Part of the reason for WestJet's approach is that its entire business model was designed to imitate another successful discount startup - U.S.-based Southwest Airlines - and the bottom-up, fun-loving atmosphere was very much part of that model. Southwest founder Herb Kelleher is legendary for his antics, such as arm-wrestling a competitor for the right to use a particular slogan, and he created a corporate culture at Southwest that analysts said was a key part of the company's success.

Is it possible for a simple change at the top to endanger a company's culture to the point where the CEO has to be asked to resign? Mr. Beddoe seems to think so - and he is after all the one who put WestJet together with his own money and that of a few key investors, and made a successful airline out of thin air. It is one of the few, in fact, that has been able to survive in an industry that chews up startups and spits them out.

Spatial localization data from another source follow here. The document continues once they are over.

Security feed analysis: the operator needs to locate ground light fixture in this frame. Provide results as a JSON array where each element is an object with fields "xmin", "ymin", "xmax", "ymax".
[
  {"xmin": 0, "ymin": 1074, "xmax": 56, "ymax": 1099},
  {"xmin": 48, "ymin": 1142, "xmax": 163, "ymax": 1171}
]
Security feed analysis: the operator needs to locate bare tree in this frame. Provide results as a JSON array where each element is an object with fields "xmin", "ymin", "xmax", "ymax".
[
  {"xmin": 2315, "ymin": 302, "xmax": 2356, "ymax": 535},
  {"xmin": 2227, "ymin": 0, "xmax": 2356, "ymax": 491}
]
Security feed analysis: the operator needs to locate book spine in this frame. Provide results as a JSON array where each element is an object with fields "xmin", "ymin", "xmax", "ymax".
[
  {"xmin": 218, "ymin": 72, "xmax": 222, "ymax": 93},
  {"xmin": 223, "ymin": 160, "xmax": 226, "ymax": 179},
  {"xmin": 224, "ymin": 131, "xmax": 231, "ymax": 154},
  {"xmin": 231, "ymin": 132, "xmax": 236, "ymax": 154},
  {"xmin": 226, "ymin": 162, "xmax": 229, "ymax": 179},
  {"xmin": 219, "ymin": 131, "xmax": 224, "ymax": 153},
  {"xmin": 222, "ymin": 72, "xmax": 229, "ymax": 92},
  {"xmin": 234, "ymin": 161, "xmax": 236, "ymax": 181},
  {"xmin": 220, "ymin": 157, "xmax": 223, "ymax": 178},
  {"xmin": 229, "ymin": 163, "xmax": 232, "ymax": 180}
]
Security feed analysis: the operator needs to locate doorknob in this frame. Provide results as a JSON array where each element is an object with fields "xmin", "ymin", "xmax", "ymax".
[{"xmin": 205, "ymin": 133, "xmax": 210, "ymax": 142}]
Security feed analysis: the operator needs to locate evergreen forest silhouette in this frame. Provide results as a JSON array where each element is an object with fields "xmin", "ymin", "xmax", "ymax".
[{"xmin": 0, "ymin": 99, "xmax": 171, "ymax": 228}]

Mr. Beddoe says WestJet's philosophy is to "trust people to do their job and reward them for doing it." Mr. Smith "wanted to oversee and... second-guess what the executive team or the managers [were doing]" That kind of thing, he said, "completely demoralizes people... and eventually they would have left and we would have seen a significant change in the whole style of this company." It's not hard to see how that could be a bad thing, especially for a company that has been as successful as WestJet.

But will this sudden change also be bad for the company? Julius Maldutis, a veteran airline analyst with CIBC World Markets in New York, doesn't seem to think so. "Whenever you have a change in management there is uncertainty," he told Dow Jones. However, he added, "These things happen. I do not think it's a fundamental change... it's not a negative for the company. WestJet is the great success story in Canada and will continue to be."